Gancho
Nem bem havia subido as escadas que dava acesso à embarcação e
ouviu atrás de si aquela voz rouca na escuridão:
– Boa noite.
Era um boa noite carregado de
um sotaque pastoso, de gente lá do Oeste. O capitão foi rápido, e
virou-se:
– Quem sobe lá?
A resposta era calculada, intervalada, silenciosa, e a chuva era
apenas um estorvo a mais no diálogo:
– Sou o candidato à vaga de marinheiro. O sobrevivente. O único.
Do naufrágio do SS Oregan. O senhor deve ter lido nos jornais.
– Eu não leio jornais; eu comando este barco.

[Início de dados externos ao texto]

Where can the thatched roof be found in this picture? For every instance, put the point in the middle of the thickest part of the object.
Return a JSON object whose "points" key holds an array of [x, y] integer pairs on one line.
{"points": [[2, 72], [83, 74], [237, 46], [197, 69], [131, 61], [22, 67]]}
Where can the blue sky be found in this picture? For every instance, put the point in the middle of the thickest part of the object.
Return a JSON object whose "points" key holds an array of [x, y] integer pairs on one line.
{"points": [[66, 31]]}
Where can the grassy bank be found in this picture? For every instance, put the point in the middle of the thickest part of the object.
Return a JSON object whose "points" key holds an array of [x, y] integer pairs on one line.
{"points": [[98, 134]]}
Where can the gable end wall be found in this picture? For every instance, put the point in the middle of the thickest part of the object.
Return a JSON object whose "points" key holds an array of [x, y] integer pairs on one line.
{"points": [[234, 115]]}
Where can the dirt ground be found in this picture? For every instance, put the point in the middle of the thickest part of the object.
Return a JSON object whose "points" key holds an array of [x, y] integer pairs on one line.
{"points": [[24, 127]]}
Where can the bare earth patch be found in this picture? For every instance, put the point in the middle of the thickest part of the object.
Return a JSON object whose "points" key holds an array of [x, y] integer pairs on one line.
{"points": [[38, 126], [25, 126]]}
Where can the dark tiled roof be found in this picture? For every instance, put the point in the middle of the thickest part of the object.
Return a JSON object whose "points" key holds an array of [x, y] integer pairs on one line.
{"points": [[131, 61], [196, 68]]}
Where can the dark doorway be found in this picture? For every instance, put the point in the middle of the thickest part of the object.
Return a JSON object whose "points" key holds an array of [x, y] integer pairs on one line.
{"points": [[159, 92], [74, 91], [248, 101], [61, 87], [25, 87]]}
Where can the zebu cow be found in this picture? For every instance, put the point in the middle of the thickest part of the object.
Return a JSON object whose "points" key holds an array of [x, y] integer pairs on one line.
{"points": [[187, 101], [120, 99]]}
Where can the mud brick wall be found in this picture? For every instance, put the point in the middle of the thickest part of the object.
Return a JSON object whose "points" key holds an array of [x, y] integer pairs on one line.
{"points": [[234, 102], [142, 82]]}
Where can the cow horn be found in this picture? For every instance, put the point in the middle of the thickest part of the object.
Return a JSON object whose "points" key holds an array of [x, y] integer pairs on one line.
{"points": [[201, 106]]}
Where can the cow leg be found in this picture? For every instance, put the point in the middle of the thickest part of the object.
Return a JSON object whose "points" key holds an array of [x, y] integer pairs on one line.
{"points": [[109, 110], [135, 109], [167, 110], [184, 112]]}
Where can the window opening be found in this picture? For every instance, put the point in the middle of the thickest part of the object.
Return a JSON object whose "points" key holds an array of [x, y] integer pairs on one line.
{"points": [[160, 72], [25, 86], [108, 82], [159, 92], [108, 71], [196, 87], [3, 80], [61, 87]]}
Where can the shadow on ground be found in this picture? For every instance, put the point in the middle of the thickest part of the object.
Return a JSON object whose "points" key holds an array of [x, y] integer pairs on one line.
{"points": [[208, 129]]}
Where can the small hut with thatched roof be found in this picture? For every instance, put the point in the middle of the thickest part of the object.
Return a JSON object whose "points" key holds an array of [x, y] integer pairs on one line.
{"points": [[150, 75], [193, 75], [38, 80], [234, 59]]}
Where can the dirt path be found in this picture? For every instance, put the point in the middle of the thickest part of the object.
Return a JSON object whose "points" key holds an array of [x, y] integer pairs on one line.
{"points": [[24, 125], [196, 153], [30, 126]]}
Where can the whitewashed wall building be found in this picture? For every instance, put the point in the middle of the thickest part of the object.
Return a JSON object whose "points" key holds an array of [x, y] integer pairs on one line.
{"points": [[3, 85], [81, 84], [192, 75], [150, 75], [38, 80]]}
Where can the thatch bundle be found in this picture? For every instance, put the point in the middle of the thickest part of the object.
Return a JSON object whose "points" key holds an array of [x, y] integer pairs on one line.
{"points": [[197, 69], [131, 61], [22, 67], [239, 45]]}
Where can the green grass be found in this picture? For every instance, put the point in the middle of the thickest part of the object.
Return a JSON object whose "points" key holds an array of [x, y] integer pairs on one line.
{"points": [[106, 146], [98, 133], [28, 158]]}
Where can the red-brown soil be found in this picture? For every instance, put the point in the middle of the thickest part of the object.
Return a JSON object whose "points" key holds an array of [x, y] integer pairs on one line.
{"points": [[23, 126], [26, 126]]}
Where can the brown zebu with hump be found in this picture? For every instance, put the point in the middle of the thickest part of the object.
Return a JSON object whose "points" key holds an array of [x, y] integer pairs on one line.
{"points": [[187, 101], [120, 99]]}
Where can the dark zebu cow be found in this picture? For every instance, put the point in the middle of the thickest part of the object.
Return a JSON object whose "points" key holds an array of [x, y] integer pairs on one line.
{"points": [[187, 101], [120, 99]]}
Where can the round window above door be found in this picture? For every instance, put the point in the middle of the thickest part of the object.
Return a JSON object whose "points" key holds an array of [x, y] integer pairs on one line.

Ficaram se olhando por um tempo – e o tempo apertando – da
maneira que podem se olhar dois estranhos a certa hora perdida da
noite, já madrugada, cais do porto vazio, região afastada, cidade
de Portland. A figura que chegara junto e no encalço do capitão era
ainda mais escura sob uma capa preta, os pingos escorrendo pela
beirada, enquanto ao lado o braço do homem carregava um longo metal
encurvado, semelhante a um pequeno arpão. O comandante da embarcação
retomou:
– Mas ouvi falar do fim do Capitão London. Afundou o próprio
barco como me contaram. É uma história estranha, não acha filho?
Novamente silêncio, o mais novo não respondia, e o único som entre
aqueles dois homens vinha apenas do contínuo cair das águas, chuva
imprópria a atrapalhar aquele dia de negociação. O capitão não
desistia:
– Quer dizer que ele afundou o barco, foi isso que contaram? Fiquei
sabendo que depois foi encontrado com um rasgão no meio das costas,
a milhas do desastre... Como se um arpão tivesse sido atirado contra
ele.
Os dois homens ainda ficaram se olhando um tempo, o recém-chegado
mirando para todos os lados do convés, como se buscasse a presença
de mais alguém, enquanto o capitão permanecia parado, olhar fixo
nos movimentos do outro.
– Nada sei. Fui resgatado entre os últimos escombros do que sobrou
por outro barco pesqueiro que passava, explicou o novato.
– Então quer dizer que não sabia nada sobre a traição sofrida
pelo velho Jack?
Mais uma vez o silêncio ocupando largos espaços na conversa,
acompanhado por novas golfadas de chuva fria, cada vez mais forte,
horizontal, indireta. Ninguém ali conseguia ver nada. E enquanto o
novo marinheiro ia subindo a rampa e afastando a água com seus
passos pesados, o capitão recuava, e recuando ficava cada vez menor
diante do gancho que agora subia e brilhava pelas linhas turvas do
céu-horizonte, o palpitar dos ânimos, o barco a balançar nas águas
inquietas da dúvida, quem seria ele?,
e ele era o único marinheiro sobrevivente do terrível naufrágio do
pesqueiro SS Oregon, cujo capitão, o velho Jack London, foi
encontrado morto com uma fisgada nas costas, segundo contaram,
ninguém mais sabe, ninguém mais viu.